I’m trying to match everything up till “REGEX” ((if it’s present)) or to the end of the subject if it’s not. Variables involved are

$str = 'init text
				REGEX
are you the last?
				
STOP-HERE!!!					

continue';

$pattern = '/REGEX([\s\S]*)(?:STOP-HERE)?/';

Now, it just matches the entire string even after encountering STOP-HERE, whereas, if I remove the “?” quantifier from the pattern, it stops exactly before STOP-HERE. However, that expression will fail in the absence of STOP-HERE. How do I capture both scenarios? I’ve attempted to explicitly exclude it from the match with this pattern

'/REGEX([\s\S]+(?!STOP-HERE))*(?:STOP-HERE)?/'

But it just returns pretty much the same result.
Isn’t my opening question the description for “?” quantifier – one or zero matches? I now say “if you see it once, return the current match”. Why doesn’t that work?!

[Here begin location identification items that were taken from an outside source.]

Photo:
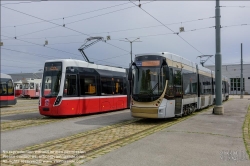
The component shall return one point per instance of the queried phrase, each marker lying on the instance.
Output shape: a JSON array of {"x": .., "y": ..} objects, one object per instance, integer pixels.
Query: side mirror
[{"x": 167, "y": 71}]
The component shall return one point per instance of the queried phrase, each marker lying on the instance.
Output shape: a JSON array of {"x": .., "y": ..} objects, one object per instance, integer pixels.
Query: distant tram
[
  {"x": 166, "y": 85},
  {"x": 74, "y": 87},
  {"x": 7, "y": 95}
]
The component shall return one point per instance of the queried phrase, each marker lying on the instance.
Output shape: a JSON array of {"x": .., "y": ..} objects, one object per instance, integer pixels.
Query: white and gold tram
[{"x": 165, "y": 85}]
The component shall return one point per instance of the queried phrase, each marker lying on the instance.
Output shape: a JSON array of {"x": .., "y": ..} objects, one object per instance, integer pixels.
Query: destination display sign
[
  {"x": 53, "y": 66},
  {"x": 148, "y": 63}
]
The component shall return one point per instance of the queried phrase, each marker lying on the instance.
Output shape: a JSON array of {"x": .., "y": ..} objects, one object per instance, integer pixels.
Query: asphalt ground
[
  {"x": 202, "y": 140},
  {"x": 16, "y": 139}
]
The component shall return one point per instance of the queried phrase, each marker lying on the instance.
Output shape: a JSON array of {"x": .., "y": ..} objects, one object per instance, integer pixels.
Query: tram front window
[
  {"x": 51, "y": 79},
  {"x": 148, "y": 82},
  {"x": 6, "y": 87}
]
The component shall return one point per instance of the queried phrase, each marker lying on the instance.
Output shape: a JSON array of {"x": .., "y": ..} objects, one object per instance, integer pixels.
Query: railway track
[
  {"x": 20, "y": 111},
  {"x": 85, "y": 146},
  {"x": 18, "y": 124}
]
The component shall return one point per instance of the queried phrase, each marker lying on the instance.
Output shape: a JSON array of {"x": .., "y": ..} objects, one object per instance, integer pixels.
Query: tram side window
[
  {"x": 187, "y": 83},
  {"x": 177, "y": 83},
  {"x": 118, "y": 86},
  {"x": 70, "y": 86},
  {"x": 106, "y": 85},
  {"x": 88, "y": 85},
  {"x": 3, "y": 89},
  {"x": 170, "y": 90},
  {"x": 10, "y": 88},
  {"x": 31, "y": 85}
]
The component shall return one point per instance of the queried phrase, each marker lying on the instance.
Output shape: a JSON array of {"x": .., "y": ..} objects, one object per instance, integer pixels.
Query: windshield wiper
[{"x": 152, "y": 90}]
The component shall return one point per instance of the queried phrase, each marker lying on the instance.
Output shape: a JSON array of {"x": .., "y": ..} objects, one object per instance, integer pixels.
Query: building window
[{"x": 235, "y": 84}]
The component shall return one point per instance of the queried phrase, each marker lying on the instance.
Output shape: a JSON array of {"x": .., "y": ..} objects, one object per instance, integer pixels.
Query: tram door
[{"x": 178, "y": 91}]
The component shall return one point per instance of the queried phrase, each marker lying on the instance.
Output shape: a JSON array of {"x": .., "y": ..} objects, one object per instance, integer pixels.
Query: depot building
[{"x": 233, "y": 72}]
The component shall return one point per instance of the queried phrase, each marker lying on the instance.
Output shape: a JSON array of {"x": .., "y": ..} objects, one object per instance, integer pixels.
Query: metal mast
[{"x": 218, "y": 109}]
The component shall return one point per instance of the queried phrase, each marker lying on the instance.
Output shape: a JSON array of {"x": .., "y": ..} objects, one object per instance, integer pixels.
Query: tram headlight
[{"x": 58, "y": 100}]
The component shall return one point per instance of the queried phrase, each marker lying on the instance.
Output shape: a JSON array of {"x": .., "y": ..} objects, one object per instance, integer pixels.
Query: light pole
[{"x": 131, "y": 45}]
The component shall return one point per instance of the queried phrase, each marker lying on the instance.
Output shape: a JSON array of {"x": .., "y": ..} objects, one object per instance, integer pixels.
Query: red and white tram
[
  {"x": 74, "y": 87},
  {"x": 18, "y": 88},
  {"x": 31, "y": 88},
  {"x": 7, "y": 95}
]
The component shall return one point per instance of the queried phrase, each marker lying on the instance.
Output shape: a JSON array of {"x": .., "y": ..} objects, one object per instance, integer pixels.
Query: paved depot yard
[{"x": 203, "y": 139}]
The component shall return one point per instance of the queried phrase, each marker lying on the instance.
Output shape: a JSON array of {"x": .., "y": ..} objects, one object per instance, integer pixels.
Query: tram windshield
[
  {"x": 51, "y": 79},
  {"x": 149, "y": 80},
  {"x": 6, "y": 87}
]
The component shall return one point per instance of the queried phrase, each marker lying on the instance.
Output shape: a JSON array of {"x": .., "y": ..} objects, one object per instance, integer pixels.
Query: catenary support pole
[
  {"x": 218, "y": 109},
  {"x": 241, "y": 75}
]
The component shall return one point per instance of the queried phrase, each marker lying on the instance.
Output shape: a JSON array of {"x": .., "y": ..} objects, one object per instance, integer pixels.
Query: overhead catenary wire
[
  {"x": 20, "y": 3},
  {"x": 58, "y": 25},
  {"x": 63, "y": 27},
  {"x": 67, "y": 16},
  {"x": 144, "y": 36},
  {"x": 168, "y": 28},
  {"x": 42, "y": 55},
  {"x": 237, "y": 6},
  {"x": 115, "y": 31}
]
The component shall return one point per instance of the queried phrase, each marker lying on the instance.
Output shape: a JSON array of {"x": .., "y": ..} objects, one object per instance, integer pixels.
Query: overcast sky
[{"x": 120, "y": 20}]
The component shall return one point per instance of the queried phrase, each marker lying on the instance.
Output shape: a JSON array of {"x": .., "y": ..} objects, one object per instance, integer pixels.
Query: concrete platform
[{"x": 204, "y": 140}]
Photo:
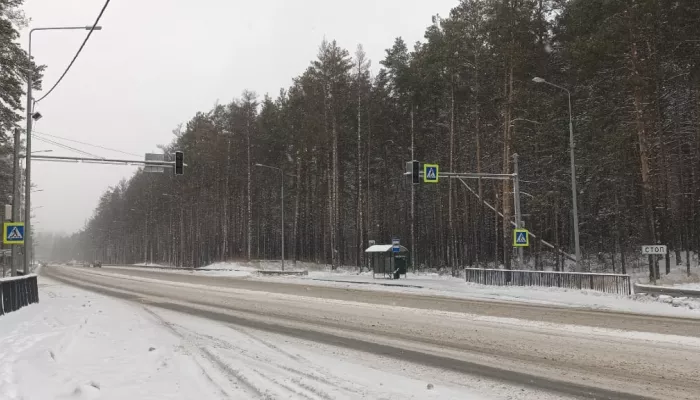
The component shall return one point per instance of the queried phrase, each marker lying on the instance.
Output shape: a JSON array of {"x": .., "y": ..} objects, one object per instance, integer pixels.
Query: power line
[
  {"x": 84, "y": 143},
  {"x": 77, "y": 53},
  {"x": 66, "y": 147}
]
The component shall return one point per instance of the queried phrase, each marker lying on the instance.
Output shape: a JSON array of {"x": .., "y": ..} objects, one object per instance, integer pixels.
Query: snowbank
[
  {"x": 78, "y": 345},
  {"x": 445, "y": 285}
]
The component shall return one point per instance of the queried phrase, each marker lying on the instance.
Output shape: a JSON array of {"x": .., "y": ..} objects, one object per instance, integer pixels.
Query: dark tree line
[{"x": 463, "y": 98}]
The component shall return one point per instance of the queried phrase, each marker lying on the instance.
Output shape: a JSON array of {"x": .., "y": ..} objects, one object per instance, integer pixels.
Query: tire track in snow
[
  {"x": 267, "y": 367},
  {"x": 226, "y": 370},
  {"x": 261, "y": 360}
]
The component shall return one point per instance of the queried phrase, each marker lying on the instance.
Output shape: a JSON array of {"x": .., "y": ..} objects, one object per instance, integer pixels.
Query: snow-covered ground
[
  {"x": 431, "y": 283},
  {"x": 77, "y": 344}
]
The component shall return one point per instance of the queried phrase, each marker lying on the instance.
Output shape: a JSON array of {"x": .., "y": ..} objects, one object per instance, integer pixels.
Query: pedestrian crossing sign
[
  {"x": 430, "y": 173},
  {"x": 13, "y": 233},
  {"x": 521, "y": 238}
]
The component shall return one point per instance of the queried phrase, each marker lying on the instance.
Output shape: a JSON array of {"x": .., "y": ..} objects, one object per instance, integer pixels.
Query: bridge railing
[
  {"x": 607, "y": 283},
  {"x": 18, "y": 292}
]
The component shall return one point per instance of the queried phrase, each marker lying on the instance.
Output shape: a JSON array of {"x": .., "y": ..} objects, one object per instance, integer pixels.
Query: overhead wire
[
  {"x": 66, "y": 147},
  {"x": 77, "y": 53},
  {"x": 84, "y": 143}
]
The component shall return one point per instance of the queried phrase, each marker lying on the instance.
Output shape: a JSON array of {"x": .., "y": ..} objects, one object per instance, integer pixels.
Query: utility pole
[
  {"x": 282, "y": 173},
  {"x": 518, "y": 215},
  {"x": 15, "y": 199},
  {"x": 28, "y": 174},
  {"x": 574, "y": 192}
]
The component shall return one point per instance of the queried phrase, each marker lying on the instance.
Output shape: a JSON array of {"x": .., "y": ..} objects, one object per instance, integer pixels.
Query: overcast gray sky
[{"x": 157, "y": 62}]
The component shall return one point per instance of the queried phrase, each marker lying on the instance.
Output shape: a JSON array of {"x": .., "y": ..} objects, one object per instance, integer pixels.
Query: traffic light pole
[{"x": 413, "y": 169}]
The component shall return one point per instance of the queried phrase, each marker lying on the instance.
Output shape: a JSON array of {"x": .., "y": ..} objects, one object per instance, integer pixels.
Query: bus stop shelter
[{"x": 385, "y": 262}]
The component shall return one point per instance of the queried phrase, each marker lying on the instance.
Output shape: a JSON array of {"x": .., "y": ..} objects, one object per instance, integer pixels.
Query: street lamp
[
  {"x": 282, "y": 175},
  {"x": 573, "y": 170},
  {"x": 30, "y": 117}
]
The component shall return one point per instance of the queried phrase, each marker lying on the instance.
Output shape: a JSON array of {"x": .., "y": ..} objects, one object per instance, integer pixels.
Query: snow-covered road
[
  {"x": 77, "y": 344},
  {"x": 257, "y": 339}
]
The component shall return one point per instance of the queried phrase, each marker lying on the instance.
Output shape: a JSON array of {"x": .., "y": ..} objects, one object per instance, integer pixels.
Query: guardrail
[
  {"x": 668, "y": 290},
  {"x": 607, "y": 283},
  {"x": 18, "y": 292}
]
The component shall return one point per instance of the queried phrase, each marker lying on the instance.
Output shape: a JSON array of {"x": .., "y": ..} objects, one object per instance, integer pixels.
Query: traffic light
[
  {"x": 415, "y": 171},
  {"x": 179, "y": 163}
]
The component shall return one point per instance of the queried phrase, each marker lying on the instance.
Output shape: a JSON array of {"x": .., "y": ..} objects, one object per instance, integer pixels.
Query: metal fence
[
  {"x": 18, "y": 292},
  {"x": 608, "y": 283}
]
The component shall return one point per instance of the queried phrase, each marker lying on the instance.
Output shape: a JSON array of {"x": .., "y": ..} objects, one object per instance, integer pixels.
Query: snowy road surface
[
  {"x": 78, "y": 344},
  {"x": 568, "y": 352}
]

It’s not clear from your description what matches you want to get exactly. You say ‘match everything up till “REGEX”’ but in your pattern you don’t provide any capturing parentheses before REGEX so obviously that pattern cannot match anything up till “REGEX” - or is it your omission? Next, what is the end of the subject? Is it the end of the string or just before “STOP-HERE”? It would be best if you provided examples of exact matches of the strings you are expecting to capture.

Don’t overwork your problem. I assume from your attempted pattern you actually mean “Between REGEX and STOP-HERE”

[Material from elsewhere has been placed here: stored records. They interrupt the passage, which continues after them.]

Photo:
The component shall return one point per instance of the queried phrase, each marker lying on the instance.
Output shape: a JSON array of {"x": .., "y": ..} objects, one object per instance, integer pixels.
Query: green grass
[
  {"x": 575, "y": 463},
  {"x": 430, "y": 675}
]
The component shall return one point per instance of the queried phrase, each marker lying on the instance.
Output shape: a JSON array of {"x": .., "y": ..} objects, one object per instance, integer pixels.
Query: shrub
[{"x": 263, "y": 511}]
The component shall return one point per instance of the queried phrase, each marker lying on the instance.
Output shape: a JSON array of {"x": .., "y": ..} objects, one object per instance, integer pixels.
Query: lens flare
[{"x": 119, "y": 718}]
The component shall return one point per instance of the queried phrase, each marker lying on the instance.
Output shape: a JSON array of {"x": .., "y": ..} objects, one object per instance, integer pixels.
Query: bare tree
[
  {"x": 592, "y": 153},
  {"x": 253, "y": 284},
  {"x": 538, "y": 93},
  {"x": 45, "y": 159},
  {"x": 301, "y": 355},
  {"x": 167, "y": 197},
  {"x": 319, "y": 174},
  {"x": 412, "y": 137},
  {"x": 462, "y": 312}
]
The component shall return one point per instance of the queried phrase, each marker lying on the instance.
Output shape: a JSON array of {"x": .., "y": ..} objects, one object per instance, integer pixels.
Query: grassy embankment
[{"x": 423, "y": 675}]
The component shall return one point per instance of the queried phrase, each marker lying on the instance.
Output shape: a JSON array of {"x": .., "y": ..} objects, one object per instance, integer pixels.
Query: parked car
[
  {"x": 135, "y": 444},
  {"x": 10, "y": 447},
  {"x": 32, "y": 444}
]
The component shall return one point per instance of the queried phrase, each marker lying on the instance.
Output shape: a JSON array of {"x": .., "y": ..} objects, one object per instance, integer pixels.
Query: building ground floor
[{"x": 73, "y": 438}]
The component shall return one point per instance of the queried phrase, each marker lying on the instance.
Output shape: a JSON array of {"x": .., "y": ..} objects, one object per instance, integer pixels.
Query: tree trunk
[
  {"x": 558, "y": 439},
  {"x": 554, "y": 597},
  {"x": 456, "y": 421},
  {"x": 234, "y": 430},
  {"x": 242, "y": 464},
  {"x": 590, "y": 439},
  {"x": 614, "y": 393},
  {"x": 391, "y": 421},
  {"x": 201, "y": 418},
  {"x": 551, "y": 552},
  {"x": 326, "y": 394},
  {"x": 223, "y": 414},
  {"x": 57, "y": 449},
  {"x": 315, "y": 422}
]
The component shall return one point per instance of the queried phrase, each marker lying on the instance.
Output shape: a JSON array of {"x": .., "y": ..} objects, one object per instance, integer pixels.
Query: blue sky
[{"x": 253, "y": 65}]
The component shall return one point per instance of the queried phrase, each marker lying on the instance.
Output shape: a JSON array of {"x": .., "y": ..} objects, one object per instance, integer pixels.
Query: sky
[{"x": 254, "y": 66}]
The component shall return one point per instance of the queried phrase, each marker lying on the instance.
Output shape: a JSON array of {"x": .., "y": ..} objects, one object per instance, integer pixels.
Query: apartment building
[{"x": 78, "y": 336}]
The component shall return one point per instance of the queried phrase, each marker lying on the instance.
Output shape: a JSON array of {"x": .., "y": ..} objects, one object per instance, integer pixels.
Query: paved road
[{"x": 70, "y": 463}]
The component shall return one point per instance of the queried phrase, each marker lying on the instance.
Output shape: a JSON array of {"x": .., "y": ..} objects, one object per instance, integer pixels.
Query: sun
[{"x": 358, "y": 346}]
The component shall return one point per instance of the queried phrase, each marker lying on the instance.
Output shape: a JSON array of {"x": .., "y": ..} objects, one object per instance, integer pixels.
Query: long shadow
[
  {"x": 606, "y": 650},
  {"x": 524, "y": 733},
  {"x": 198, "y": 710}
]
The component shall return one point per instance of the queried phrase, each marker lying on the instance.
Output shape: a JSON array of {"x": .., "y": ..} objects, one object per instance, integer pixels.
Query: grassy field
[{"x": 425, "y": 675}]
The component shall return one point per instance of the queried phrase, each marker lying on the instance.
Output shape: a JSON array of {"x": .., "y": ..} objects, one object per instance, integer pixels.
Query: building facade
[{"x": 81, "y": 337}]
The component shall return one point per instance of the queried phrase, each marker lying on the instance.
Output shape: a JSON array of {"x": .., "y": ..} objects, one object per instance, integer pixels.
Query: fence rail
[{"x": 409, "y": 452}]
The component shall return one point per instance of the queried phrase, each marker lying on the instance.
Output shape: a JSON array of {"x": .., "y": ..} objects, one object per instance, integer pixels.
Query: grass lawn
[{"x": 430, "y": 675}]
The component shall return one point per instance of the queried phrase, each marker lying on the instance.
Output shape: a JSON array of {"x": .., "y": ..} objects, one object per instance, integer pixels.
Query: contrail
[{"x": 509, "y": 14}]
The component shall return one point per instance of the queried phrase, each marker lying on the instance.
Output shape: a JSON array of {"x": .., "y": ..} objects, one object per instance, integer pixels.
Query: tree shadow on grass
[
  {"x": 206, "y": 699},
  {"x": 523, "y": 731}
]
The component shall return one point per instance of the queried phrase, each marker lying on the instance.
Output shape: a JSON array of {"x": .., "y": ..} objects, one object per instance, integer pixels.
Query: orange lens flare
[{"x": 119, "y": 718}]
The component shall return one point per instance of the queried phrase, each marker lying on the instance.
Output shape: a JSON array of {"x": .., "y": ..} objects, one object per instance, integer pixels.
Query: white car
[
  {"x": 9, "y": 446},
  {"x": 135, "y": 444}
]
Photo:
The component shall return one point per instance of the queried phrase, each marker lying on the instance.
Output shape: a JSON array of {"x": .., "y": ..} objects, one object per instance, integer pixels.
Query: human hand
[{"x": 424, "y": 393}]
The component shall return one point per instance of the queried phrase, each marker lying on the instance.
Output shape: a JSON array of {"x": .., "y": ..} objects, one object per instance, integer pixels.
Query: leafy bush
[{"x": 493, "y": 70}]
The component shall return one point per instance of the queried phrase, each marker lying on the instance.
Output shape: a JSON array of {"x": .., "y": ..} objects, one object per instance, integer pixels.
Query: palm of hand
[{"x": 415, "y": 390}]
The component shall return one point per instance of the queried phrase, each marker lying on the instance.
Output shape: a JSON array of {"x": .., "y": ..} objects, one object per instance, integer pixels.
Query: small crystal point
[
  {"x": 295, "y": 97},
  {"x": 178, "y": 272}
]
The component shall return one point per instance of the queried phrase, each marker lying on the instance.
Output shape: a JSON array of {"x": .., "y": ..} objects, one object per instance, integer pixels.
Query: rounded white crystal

 if(preg_match("/REGEX(.*)STOP-HERE/",$str,$matches) === 1)  {
   $result = $matches[1];
 } else {
   $result = end(explode("REGEX",$str));
 }

Oh, yes. You’re correct. My description was misleading as a result of swapping out the actual variables and mixing things up. This

should have been

…match everything from “REGEX” until “STOP-HERE” ((if it’s present)), or to the end of the subject string i.e. “continue” if “STOP-HERE” is absent.

The pattern reflects this goal, to the best of my knowledge that is.

Yes, you are correct. I was in a haste and authored that misleading spec.

Your parenthesis doesn’t account for new lines, which I expect to encounter. Secondly, I didn’t think to use explodes because I may have multiple occurrences of “REGEX” and you can imagine how unwieldy tracking each index, substringing and exploding will be. I’m sure you didn’t account for that since I didn’t mention this possibility

I’m currently using my pattern without the trailing “?” quantifier and it works for most use cases in my project. I was just curious why including it doesn’t work.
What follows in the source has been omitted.